Needless to say, this would be quite a shocker indeed to lexical authorities; but in one sense, Kuhn is quite right -- and is revealing nothing new. Actually, "death" is used as a metaphor in the Bible -- at times -- for the sentence of separation from God; but this no more erases the literal meaning than it does today to say, "I am dying of thirst."
There is nothing unusual about this, and Biblical scholars have long realized that when Paul says "the wages of sin is death" he means something more than (but also including, in the end) physical death of the body. As Morris notes in his commentary on Romans , death here is taken to mean "negation of absence of a life that is truly life," one without meaning or purpose or fulfillment. Thus Kuhn's entire edifice of fault is built upon straw to begin with, and he could have saved himself a great deal of work by consulting relevant commentaries rather than Massey.
But not having consulted germane scholarship, Kuhn proceeds to import rather into "death" a meaning claimed to be derived from "Greek Platonic, Pythagorean, Orphic and Neo-Platonic philosophies, and...the more ancient wisdom-knowledge of the Egyptians." We may let stand as clear the fallacy of supposing word-meaning to stay so consistent across ages and cultures, and while we are assured that "many students" have known of this (who they are is not named), it takes some time again to get to the point of actually trying to prove that this new meaning holds water.
It is quite true that certain trains of thought regarded the body as a prison. However, it is also quite true that in the Judeo-Christian tradition, this is not the case at all. Jewish thought regarded the body as a necessary component of a full person (what was called Semitic Totality), not as a prison or a tomb. Weak, yes. But not undesirable or imprisoning; just in need of the improvement that bodily resurrection would provide.

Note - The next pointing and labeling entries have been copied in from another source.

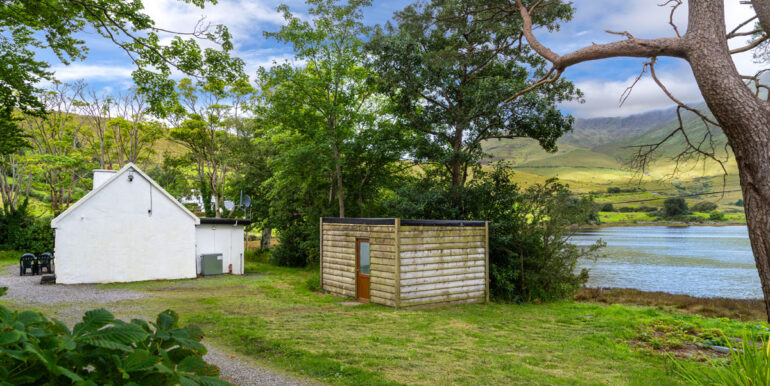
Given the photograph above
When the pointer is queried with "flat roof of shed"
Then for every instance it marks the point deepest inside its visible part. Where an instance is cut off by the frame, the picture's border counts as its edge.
(404, 222)
(225, 221)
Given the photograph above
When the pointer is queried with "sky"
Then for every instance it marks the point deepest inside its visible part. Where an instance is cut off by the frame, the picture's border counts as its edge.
(108, 70)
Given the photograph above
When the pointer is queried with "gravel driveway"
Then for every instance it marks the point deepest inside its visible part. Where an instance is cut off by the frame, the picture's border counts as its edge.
(27, 289)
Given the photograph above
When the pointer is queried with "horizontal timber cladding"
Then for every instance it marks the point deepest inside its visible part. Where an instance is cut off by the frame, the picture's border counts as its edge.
(442, 264)
(338, 257)
(414, 263)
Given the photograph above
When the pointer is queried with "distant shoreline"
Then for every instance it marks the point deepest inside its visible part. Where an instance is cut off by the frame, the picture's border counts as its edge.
(738, 309)
(667, 224)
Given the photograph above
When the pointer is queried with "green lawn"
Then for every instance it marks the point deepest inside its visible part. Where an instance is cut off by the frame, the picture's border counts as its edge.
(271, 316)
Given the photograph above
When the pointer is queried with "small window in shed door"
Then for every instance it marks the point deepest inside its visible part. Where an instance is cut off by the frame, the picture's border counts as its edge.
(363, 268)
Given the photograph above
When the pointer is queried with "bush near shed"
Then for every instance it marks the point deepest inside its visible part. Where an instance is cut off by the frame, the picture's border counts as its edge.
(35, 350)
(530, 256)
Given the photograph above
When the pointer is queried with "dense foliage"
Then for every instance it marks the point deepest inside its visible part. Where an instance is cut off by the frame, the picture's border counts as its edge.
(101, 350)
(22, 232)
(451, 80)
(674, 207)
(531, 257)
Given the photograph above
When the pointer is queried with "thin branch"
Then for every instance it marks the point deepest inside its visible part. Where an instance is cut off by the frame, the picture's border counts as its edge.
(674, 99)
(544, 80)
(676, 5)
(632, 47)
(750, 46)
(735, 30)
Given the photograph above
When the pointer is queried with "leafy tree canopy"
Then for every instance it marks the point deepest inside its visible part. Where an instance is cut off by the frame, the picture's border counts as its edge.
(450, 79)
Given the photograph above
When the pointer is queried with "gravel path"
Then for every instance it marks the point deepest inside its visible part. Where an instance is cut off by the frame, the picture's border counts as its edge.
(27, 289)
(243, 373)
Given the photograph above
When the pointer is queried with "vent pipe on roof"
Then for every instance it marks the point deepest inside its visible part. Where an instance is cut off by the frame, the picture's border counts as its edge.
(101, 176)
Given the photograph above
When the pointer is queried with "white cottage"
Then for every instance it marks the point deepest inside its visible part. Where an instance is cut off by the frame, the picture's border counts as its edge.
(128, 228)
(222, 236)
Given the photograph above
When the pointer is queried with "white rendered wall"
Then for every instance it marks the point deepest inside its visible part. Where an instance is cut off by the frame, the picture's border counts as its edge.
(113, 238)
(224, 239)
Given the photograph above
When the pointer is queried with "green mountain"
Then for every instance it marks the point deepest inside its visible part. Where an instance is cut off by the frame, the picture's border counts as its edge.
(597, 154)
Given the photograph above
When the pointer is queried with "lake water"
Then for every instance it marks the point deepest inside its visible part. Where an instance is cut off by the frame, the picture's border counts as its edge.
(703, 261)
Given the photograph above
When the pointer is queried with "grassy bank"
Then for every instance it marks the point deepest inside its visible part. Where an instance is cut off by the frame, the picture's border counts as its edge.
(271, 316)
(739, 309)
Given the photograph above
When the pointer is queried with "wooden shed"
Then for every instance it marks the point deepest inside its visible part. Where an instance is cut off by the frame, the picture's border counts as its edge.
(405, 263)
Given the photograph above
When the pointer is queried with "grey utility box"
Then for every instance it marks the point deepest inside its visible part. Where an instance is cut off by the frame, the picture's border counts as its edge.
(211, 264)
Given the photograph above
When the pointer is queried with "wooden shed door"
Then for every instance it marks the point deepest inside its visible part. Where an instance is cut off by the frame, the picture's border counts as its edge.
(362, 269)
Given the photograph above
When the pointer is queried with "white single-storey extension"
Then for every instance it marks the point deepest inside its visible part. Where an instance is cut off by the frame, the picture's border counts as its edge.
(128, 228)
(225, 236)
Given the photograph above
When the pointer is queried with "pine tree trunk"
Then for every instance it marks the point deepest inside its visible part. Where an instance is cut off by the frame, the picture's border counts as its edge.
(744, 118)
(338, 172)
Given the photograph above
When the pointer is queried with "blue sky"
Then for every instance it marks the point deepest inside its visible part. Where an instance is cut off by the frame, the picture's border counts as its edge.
(108, 70)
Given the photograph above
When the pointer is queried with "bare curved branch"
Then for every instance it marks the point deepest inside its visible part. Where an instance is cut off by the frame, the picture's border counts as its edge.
(632, 47)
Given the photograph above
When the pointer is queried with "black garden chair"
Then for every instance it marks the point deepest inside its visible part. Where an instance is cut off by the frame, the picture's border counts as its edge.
(27, 261)
(44, 261)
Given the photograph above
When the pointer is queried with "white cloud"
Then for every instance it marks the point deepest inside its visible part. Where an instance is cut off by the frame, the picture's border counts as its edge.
(644, 19)
(602, 97)
(102, 72)
(246, 19)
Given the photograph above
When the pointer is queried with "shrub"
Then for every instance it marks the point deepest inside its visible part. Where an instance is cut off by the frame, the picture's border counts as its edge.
(297, 245)
(716, 216)
(607, 208)
(101, 350)
(674, 206)
(531, 258)
(747, 365)
(23, 232)
(704, 207)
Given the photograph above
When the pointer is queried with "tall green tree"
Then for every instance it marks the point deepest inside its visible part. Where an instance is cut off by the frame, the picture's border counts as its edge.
(58, 153)
(329, 95)
(209, 114)
(450, 80)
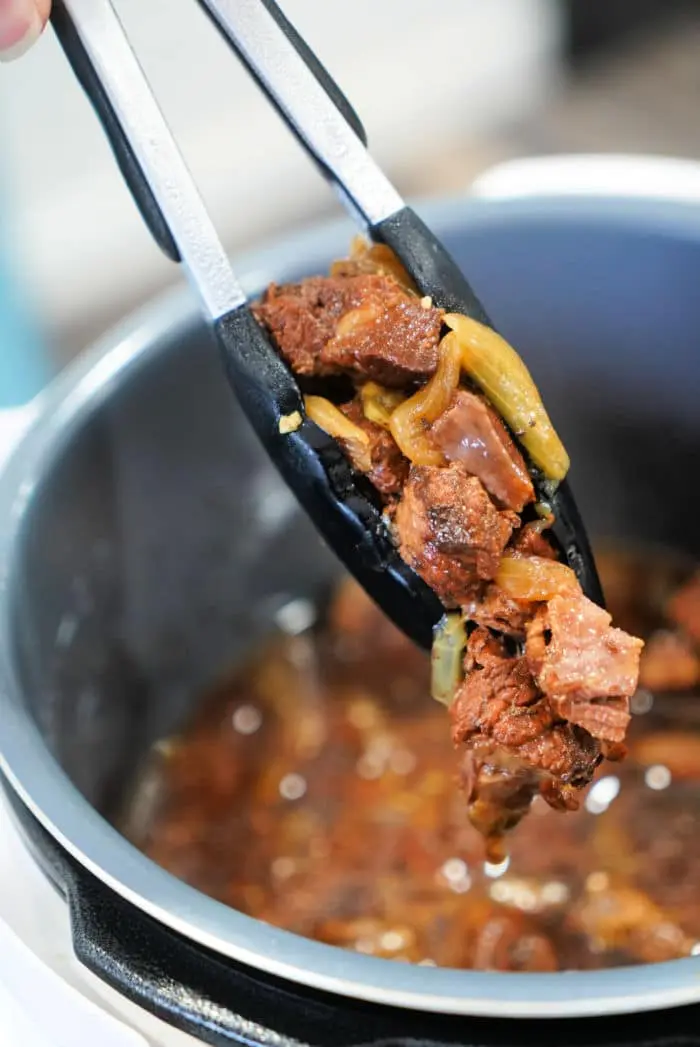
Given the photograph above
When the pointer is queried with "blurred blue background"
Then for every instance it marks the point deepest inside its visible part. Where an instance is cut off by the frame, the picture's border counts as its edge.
(445, 89)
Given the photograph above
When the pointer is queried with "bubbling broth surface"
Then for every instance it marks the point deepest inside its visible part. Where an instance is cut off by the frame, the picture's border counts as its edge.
(317, 789)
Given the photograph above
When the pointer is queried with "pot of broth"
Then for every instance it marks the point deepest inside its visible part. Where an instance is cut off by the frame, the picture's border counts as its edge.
(230, 764)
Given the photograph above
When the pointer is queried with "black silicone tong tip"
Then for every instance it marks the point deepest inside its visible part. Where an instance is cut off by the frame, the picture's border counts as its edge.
(340, 502)
(131, 171)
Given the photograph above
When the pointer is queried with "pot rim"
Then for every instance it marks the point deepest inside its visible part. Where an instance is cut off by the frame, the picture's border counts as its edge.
(66, 815)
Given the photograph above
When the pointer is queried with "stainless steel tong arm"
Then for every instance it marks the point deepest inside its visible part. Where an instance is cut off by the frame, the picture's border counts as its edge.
(253, 29)
(102, 56)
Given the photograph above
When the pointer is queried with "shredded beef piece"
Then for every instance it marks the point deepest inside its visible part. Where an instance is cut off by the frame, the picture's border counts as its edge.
(470, 431)
(389, 468)
(364, 324)
(518, 745)
(669, 663)
(450, 532)
(683, 608)
(579, 661)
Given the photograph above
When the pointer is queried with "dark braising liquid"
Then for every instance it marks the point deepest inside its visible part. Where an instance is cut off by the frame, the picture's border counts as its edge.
(317, 789)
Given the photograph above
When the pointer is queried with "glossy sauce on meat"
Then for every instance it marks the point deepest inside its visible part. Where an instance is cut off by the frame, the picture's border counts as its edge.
(316, 789)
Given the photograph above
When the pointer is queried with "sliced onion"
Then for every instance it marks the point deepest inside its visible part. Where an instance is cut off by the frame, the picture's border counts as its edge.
(379, 403)
(498, 370)
(410, 421)
(535, 578)
(447, 658)
(329, 418)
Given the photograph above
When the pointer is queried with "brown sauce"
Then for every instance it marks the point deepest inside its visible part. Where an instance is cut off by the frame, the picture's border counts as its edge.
(317, 788)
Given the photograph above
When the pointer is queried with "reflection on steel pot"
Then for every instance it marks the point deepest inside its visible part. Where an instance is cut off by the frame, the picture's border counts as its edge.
(145, 543)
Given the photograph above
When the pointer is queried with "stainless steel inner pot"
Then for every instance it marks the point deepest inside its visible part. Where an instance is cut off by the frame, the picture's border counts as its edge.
(145, 541)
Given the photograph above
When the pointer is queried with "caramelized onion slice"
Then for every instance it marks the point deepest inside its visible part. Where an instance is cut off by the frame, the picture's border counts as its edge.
(498, 370)
(379, 403)
(329, 418)
(535, 578)
(410, 421)
(447, 658)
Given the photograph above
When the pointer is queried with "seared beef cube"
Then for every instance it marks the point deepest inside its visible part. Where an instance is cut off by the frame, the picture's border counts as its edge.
(519, 748)
(389, 468)
(684, 608)
(470, 431)
(498, 698)
(302, 318)
(365, 325)
(388, 335)
(586, 668)
(496, 609)
(450, 532)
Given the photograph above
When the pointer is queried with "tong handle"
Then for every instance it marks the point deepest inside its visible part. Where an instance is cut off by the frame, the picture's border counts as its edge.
(98, 49)
(126, 158)
(317, 68)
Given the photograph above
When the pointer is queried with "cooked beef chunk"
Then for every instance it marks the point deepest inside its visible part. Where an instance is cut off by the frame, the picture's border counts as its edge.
(450, 532)
(669, 663)
(495, 609)
(579, 661)
(684, 608)
(518, 744)
(389, 468)
(470, 431)
(363, 324)
(498, 698)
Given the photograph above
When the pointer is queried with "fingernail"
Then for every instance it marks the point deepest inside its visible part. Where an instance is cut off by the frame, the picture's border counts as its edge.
(20, 27)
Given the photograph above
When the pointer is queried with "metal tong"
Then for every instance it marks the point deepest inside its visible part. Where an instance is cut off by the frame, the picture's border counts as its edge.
(336, 497)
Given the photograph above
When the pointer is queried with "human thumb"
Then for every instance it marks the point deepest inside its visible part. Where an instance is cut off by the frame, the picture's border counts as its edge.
(21, 24)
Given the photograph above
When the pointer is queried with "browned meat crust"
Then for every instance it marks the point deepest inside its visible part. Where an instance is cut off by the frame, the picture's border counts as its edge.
(366, 325)
(389, 468)
(450, 532)
(470, 431)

In service of his thesis, Kuhn reinterprets Christ's "death on the cross" as a metaphor for the Christ-spirit become incarnate; this would surely have been news to non-Christian historians who recorded the crucifixion as an actual event, but presumably Kuhn elsewhere has an answer ready for Josephus, Lucian and Tacitus.
Kuhn displays remarkable lack of understanding of the nature of the atonement (see here), supposing that it is absurd to think that two pints of blood can atone for the human race; one may as well say that one ounce of gold could never buy a Rolls Royce. But Kuhn never actually gets beyond midrashic exposition of his new doctrine and never gets to proving that the NT actually teaches this. What little is said of the NT is distorted, thus:
The doctrine has been lost because it appertains to the involutionary arc of the cycle of manifestation, which has been wholly dropped out of consideration through the purblindness that laid all stress upon the evolutionary arc. As St. Paul asks, how can it be that souls have ascended unless they had first descended into the bowels of the earth? If there is to be a resurrection from the "dead," the entity to be resurrected must first have gone down into a grave or tomb of "death."
No cite is offered for Paul, but Kuhn presumably refers to Eph. 4:9, "Now that he ascended, what is it but that he also descended first into the lower parts of the earth?" which is the only passage in Paul that comes close to what Kuhn reports, and it does not refer to ALL souls, only to Jesus, and this as part of an exaltation Christology. Bits like these emerge rarely from Kuhn's commentary, as he is so busy telling us -- over and over again, and at great length -- how ignorant we have been that he forgets to tell us how he found all of this out. It is never explained how it is proven that the "cross of death" equals material embodiment. Quotes from Greek philosophers, while interesting, do not a NT exegesis make.
We are also told:
For Paul tells us that "the interests of the flesh meant death, the interests of the soul meant life and peace."
Once again, we are not given any citation; from one of Kuhn's other works, Sex as Symbol, he seems to think this is somewhere in Romans 7, but there is nothing close there.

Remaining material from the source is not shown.